El personal civil, en
el centro de Cartagena, no se atrevía a salir a la calle. Sin embargo, salvo en
Los Dolores, donde un grupo de falangistas jóvenes anduvieron a tiros contra
unos guardias de asalto, en los barrios no se notó apenas el movimiento. Un
grupo de control en Los Molinos, otro grupo en Los Barreros… pero sin oírse
disparos. La gente del extrarradio, al ver las camisas azules en lugar de los
monos de los milicianos sobre los cuerpos de quienes pedían la documentación,
pensaron que las tropas habían llegado porque se había acabado la guerra.
Y así, en los
Barreros, Carmen Serrano se encontraba cocinando cuando su hijo Ángel, desde la
puerta de la cancela, le gritó: – ¡Mamá, me voy a Cartagena, que quiero ver
como se acaba la guerra! – Y marchó con otros chavales, desde lo alto del
barrio hasta el centro de la ciudad. Salió corriendo. Fue todo tan rápido, que
ni siquiera oyó a su madre cuando salió tras de él gritándole que no
fuera loco, que se quedara en casa; y por mucha prisa que se dio la pobre
mujer, cuando llegó a la entrada de la verja, ya se le había perdido de vista.
Ángel no había
cumplido todavía los quince años. Era un chiquillo muy impulsivo, y cuando vio
que los barcos zarpaban y todo el mundo dijo que marchaban a Rusia, miró a la
multitud que los despedía en el muelle agitando los pañuelos y cedió a un
impulso repentino, saltando a una de las lanchas que se aproximaban a ellos
llenas de fugitivos. Como el turista que se dice que le apetece viajar, así
hizo él sin pensarlo dos veces ¿Que los barcos se iban a Rusia? ¡Pues mira qué
bien! Él también se iba.
Los barcos pesqueros
empezaron a embarcar gente para trasladarla a Orán. Y entre ellos, Ángel Ros,
un chaval que subió a uno de ellos sin saber por qué lo hacía.
Carmen llegó a casa de
sus cuñados presa de la desesperación.
-
Ay,
mi Ángel, que no sé dónde está… Que se
ha ido esta mañana a Cartagena, a ver como se acababa la guerra, y no ha vuelto todavía.

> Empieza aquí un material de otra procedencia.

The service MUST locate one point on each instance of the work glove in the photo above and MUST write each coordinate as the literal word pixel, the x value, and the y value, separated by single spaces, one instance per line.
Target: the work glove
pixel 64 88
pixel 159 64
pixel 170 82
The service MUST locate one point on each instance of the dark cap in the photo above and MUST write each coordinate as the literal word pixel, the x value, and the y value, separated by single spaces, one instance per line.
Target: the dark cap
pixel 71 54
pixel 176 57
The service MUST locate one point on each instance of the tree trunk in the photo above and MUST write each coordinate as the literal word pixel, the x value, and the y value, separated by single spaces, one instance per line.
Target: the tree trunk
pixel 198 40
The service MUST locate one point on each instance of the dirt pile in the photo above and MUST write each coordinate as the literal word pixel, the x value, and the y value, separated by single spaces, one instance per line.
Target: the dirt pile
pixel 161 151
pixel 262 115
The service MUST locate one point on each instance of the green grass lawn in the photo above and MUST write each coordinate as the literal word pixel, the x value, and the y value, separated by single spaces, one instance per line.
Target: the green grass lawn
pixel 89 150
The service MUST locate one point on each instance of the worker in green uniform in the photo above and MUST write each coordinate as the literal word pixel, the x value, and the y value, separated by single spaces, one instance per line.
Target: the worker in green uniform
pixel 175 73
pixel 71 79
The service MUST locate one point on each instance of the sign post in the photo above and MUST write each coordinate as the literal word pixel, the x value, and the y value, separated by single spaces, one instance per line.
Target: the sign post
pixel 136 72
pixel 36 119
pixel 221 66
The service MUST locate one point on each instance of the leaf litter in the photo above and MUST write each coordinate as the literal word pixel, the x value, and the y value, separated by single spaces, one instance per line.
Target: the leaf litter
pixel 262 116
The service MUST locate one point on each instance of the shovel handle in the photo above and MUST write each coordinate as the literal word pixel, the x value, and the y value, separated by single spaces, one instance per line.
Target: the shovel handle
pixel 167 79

He preguntado por todas partes, he preguntado a toda la gente, y nadie sabe
nada.
Lo que había ocurrido
en Cartagena ese día fue una auténtica revolución, que se cobró bastantes vidas y multitud de heridos. El
cuñado de Carmen, junto a su hijo Enrique, primo de Ángel, y Pepe, el hermano
mayor de éste, corrieron de un lado para otro, preguntando en los hospitales,
en Comisaría… El marido de su prima, que era policía, empezó a indagar, hasta
que se enteró por un chaval que lo acompañaba, que lo vieron saltar a una de
las lanchas que se dirigían a los barcos cargadas de gente. Gran temor entonces,
pues sabían lo que había pasado en el Cervantes, que cuando ya había tomado
velocidad, un grupo de carabineros, acompañados de unas mujeres, habían
intentado subir y les resbalaron los cabos de las manos, cayendo al agua y
siendo algunos atrapados por las hélices; temían que hubiera sido uno de ellos,
pero se preguntó a los supervivientes y les aseguraron que ningún chaval de esa
edad había subido a la motora con ellos. No sabían nada, ni a dónde se habían
dirigido los barcos, ni si habría llegado al final de su destino… nada.
Una vez en Bizerta,
lo reconocieron unos compañeros de su fallecido padre – Pero muchacho – le dijeron ¿Tú
qué haces aquí? – Las condiciones en que se encontraban eran malísimas, y
cuando la escuadra regresó para entregarse al bando de Franco, lo mandaron de
regreso.
De nada le sirvieron
sus pocos años. En lugar de devolverlo a Cartagena, con su familia, la
criatura, al llegar a Rota, en compañía de los que sobrevivieron a la travesía
de vuelta, fue ingresada unos días en un calabozo, y después lo metieron en un
campo de concentración.
Al cabo de tres años
de pasar frío y hambre, de vivir en nulas condiciones
higiénicas, pasó por allí un oficial de Marina que se extrañó de que tuvieran
encerrado a un niño. Le preguntó por las circunstancias por las que había
llegado allí y ordenó que lo pusiesen en libertad y lo enviaran a Cartagena. Ni
su propia madre pudo reconocerle al primer golpe de vista, pues llegó enfermo,
extremadamente delgado y con el rostro tan inflamado que apenas se le veían los
ojos. Poco romántico el final de su aventura. Pero
estaba vivo, y aun habiendo pasado tres años de calamidades, había conseguido volver a su casa.
Otros,
por el contrario, jamás llegaron a regresar.